Ma la Storia continua a camminare sulle gambe di donne e uomini. Succede in Grecia. Potrebbe succedere in Spagna. E nessun Piano, neanche il più sofisticato, prevede tutte le variabili. Nessuna formulazione è in grado di elidere, e imprigionare, il tempo umano. Le contraddizioni infrangono la patina dell’immobilità, e sulla scena tornano le tre dimensioni della Storia. Si plasmano nuove forme del passato, torna l’orizzonte del possibile, tornano corsi e ricorsi. Torna, al centro della scena, come all’interno di un anfiteatro, la Grecia di Atene, delle poleis e dell’agorà. Contro ogni narrazione imperiale.

La luce dalla strada passa fin qui, attraverso la finestra. Molti anni prima di avere questo ufficio, di insegnare all’università, prima di fare lo strategist per la grande banca, sono stato allievo di Federico Caffè, a Roma. La città eterna che sfida il tempo, che – nei secoli – si è rappresentata come ultimo approdo della Storia: culmine, punto perfetto e insuperabile. Ancora oggi in Italia esiste un proverbio che dice: “Tutte le strade portano a Roma”. Un centro di gravità dove si risolvevano i contrasti, un luogo di armonia, un presente che sintetizzava in pace l’accidentata strada del passato. Nel Medioevo si parlava di translatio imperii.
In quegli anni lontani, mi colpiva l’organizzazione degli splendori di Roma. L’eloquente maestosità delle rovine. I Fori, le grandi strade tracciate dal fascismo, gli scorci del regime come celebrazione di grandezza. Il Colosseo e il Vittoriano, la Roma dei giochi e quella delle adunate. Onore ai poteri che non devono tramontare!
E che invece tramontano.
Tutti. Perché nella Storia è sempre inscritta la possibilità. E a quella Roma monumentale con una prospettiva fissa, si oppone la “fata morgana” della cupola di San Pietro vista da un punto del colle Aventino. L’effetto ottico, lungo il vialetto del parco, che rimpicciolisce quella grandiosità via via che ci si avvicina alla terrazza panoramica.

Ci sono illusioni buone.

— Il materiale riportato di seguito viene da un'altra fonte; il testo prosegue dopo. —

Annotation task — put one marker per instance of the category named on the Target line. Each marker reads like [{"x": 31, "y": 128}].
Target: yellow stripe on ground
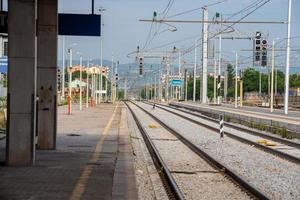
[{"x": 87, "y": 170}]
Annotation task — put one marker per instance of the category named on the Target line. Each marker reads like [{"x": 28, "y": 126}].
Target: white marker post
[
  {"x": 80, "y": 84},
  {"x": 221, "y": 122}
]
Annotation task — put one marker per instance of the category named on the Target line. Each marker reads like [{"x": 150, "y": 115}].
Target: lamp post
[
  {"x": 101, "y": 10},
  {"x": 287, "y": 67}
]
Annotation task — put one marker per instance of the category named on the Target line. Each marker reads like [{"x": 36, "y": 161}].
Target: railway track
[
  {"x": 280, "y": 153},
  {"x": 215, "y": 164}
]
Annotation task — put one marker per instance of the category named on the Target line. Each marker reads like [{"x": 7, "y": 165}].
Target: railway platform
[{"x": 93, "y": 160}]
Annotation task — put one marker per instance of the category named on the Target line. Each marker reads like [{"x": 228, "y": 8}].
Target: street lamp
[
  {"x": 70, "y": 51},
  {"x": 101, "y": 10}
]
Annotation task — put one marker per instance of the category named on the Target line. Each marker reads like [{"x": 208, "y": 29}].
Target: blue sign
[
  {"x": 176, "y": 82},
  {"x": 3, "y": 64},
  {"x": 79, "y": 24}
]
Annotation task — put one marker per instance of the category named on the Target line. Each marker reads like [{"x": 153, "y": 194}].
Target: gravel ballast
[
  {"x": 276, "y": 177},
  {"x": 194, "y": 176}
]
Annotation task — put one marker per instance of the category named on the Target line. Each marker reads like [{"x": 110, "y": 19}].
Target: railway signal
[
  {"x": 141, "y": 65},
  {"x": 264, "y": 47},
  {"x": 257, "y": 47}
]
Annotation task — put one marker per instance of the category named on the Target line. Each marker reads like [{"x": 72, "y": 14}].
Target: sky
[{"x": 122, "y": 31}]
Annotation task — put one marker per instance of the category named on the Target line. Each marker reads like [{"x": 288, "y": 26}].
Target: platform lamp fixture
[{"x": 257, "y": 47}]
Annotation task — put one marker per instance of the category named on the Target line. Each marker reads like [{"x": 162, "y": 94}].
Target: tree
[
  {"x": 251, "y": 80},
  {"x": 230, "y": 81}
]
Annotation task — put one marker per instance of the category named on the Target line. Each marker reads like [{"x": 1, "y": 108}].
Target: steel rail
[
  {"x": 241, "y": 139},
  {"x": 164, "y": 172},
  {"x": 252, "y": 132},
  {"x": 215, "y": 163}
]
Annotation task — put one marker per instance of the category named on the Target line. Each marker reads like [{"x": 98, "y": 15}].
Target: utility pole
[
  {"x": 272, "y": 75},
  {"x": 225, "y": 83},
  {"x": 70, "y": 74},
  {"x": 63, "y": 69},
  {"x": 155, "y": 86},
  {"x": 241, "y": 90},
  {"x": 215, "y": 80},
  {"x": 204, "y": 55},
  {"x": 276, "y": 82},
  {"x": 220, "y": 62},
  {"x": 287, "y": 67},
  {"x": 106, "y": 89},
  {"x": 101, "y": 10},
  {"x": 260, "y": 82},
  {"x": 112, "y": 78},
  {"x": 87, "y": 85},
  {"x": 95, "y": 87},
  {"x": 236, "y": 72},
  {"x": 80, "y": 86},
  {"x": 195, "y": 71},
  {"x": 168, "y": 78},
  {"x": 185, "y": 85}
]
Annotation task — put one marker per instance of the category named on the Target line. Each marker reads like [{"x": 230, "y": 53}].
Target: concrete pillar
[
  {"x": 47, "y": 72},
  {"x": 21, "y": 82}
]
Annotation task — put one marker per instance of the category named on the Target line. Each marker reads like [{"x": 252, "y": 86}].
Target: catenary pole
[{"x": 287, "y": 67}]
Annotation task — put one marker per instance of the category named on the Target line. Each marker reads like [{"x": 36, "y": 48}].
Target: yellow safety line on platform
[{"x": 87, "y": 170}]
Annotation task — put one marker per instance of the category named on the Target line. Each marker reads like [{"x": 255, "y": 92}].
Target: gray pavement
[
  {"x": 83, "y": 145},
  {"x": 291, "y": 113}
]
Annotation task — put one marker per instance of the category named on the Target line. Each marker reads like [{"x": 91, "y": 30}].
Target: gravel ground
[
  {"x": 279, "y": 146},
  {"x": 277, "y": 178},
  {"x": 148, "y": 181},
  {"x": 195, "y": 177}
]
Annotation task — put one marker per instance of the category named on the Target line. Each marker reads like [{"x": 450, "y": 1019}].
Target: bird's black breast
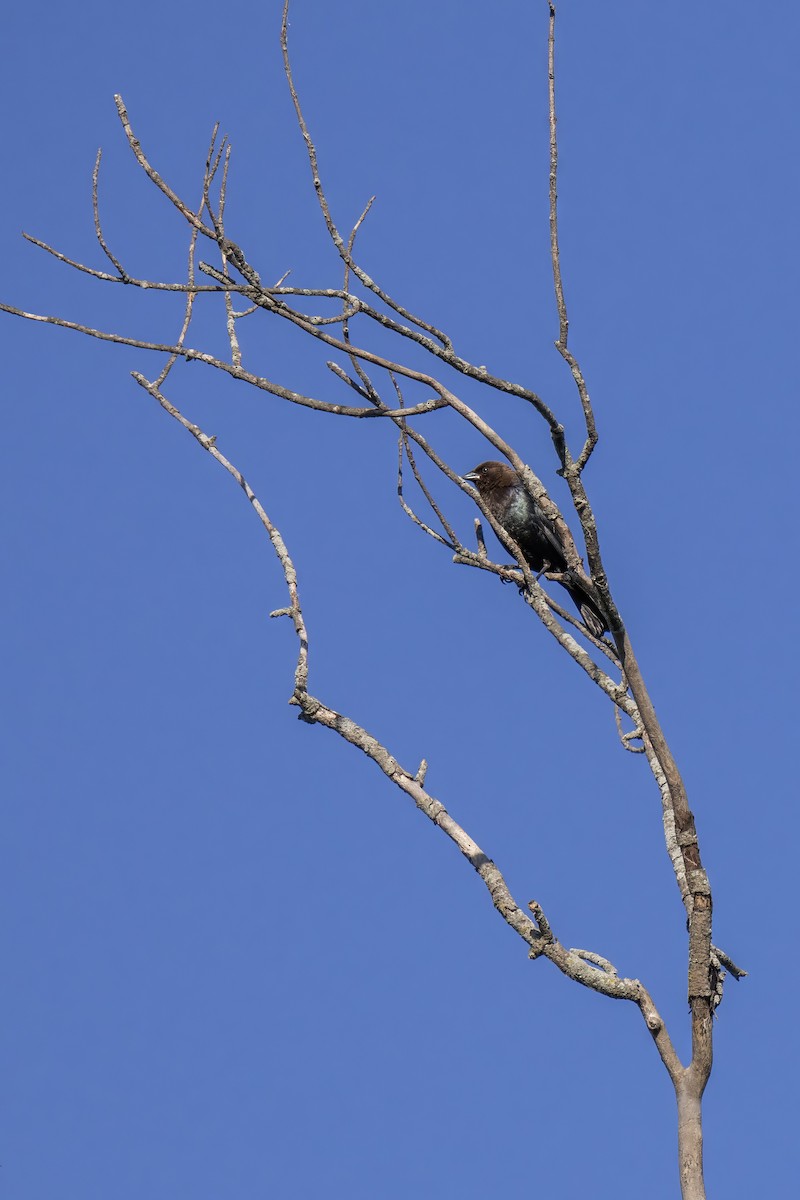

Illusioni che contestano le geometrie fisse del potere, illusioni opposte a quelle di Derek Morgan. Illusioni che non ingannano per controllare, ma per liberare il gioco di altri punti di fuga. Accade anche con le storie degli sconfitti, che sono una fata morgana della Storia.
Perché le storie, e la Storia, dei vinti sono le possibilità che nel passato non si sono date. Ma continuano ad agire in modo latente sul presente, e possono ancora influenzare il futuro.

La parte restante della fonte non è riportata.